Showbox and 90.3 KEXP present
Eels
with Nicole Atkins
Dr. Hugh Everett III, Ph.D., was what Scientific American magazine calls "one of the most important scientists of the 20th century." A quantum physicist who authored The Many Worlds Theory, Everett inspired countless science fiction books, movies and Star Trek episodes with the concept of parallel universes. As a young teenager he exchanged letters with Albert Einstein, debating whether it was something random or unifying that held the universe together.
Until the age of eight, Hugh Everett lived in Washington, DC with his mother, Katharine Kennedy, a troubled poet and author, and his father, Col. Hugh Everett, Jr., US Army. As an adult, Dr. Everett settled in nearby Virginia, with his wife Nancy. They had a daughter, Elizabeth Ann, and a son, Mark Oliver.
Mark Oliver Everett showed no talent for physics, or even mathematics. He was much more interested in the records his sister was playing in the house. Everyday after school one year, Elizabeth played Neil Young's After The Gold Rush album over and over. Mark listened. He never would have dreamt that one day he would record an album (Daisies Of The Galaxy) playing the same upright piano that Neil Young played on After The Gold Rush.

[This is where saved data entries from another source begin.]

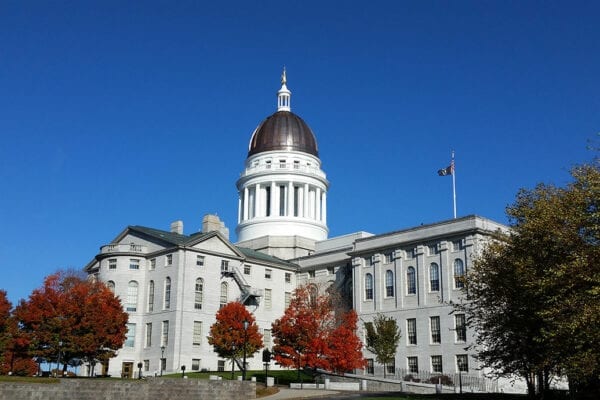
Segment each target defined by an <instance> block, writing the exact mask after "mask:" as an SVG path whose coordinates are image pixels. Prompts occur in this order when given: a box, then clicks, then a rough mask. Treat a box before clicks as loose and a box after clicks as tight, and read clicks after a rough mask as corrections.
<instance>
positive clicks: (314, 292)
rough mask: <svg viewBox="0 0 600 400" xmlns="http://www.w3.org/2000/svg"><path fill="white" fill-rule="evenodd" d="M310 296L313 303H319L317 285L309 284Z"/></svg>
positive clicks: (318, 290) (318, 295)
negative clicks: (309, 284) (317, 300)
mask: <svg viewBox="0 0 600 400" xmlns="http://www.w3.org/2000/svg"><path fill="white" fill-rule="evenodd" d="M308 296H309V301H310V304H311V305H316V304H317V297H318V296H319V289H317V287H316V286H315V285H309V286H308Z"/></svg>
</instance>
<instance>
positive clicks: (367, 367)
mask: <svg viewBox="0 0 600 400" xmlns="http://www.w3.org/2000/svg"><path fill="white" fill-rule="evenodd" d="M367 374H369V375H374V374H375V363H374V362H373V359H372V358H367Z"/></svg>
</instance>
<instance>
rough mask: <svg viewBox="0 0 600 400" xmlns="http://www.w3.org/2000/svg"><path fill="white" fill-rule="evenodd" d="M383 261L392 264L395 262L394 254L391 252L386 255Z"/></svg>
mask: <svg viewBox="0 0 600 400" xmlns="http://www.w3.org/2000/svg"><path fill="white" fill-rule="evenodd" d="M383 261H384V262H385V263H386V264H391V262H392V261H393V256H392V253H391V252H389V253H385V254H384V255H383Z"/></svg>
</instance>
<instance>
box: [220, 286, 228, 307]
mask: <svg viewBox="0 0 600 400" xmlns="http://www.w3.org/2000/svg"><path fill="white" fill-rule="evenodd" d="M227 297H228V295H227V282H221V301H220V305H219V308H222V307H224V306H225V305H226V304H227Z"/></svg>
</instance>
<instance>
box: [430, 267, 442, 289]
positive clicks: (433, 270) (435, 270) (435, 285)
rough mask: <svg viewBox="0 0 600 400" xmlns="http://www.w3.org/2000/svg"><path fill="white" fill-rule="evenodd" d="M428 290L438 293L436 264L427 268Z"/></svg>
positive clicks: (439, 282) (437, 275)
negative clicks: (428, 270)
mask: <svg viewBox="0 0 600 400" xmlns="http://www.w3.org/2000/svg"><path fill="white" fill-rule="evenodd" d="M429 290H431V291H432V292H438V291H439V290H440V267H438V265H437V264H436V263H431V265H430V266H429Z"/></svg>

At the age of six, Mark found himself at the next door neighbor's garage sale where he saw the toy drum set that would change his life. He begged his parents for the $15 it cost to buy the set, and they relented. Most children that get a drum set play it for a week and then leave it in the closet until their parents have a garage sale. Unfortunately for the Everett family, Mark played those drums everyday for the next 10 years.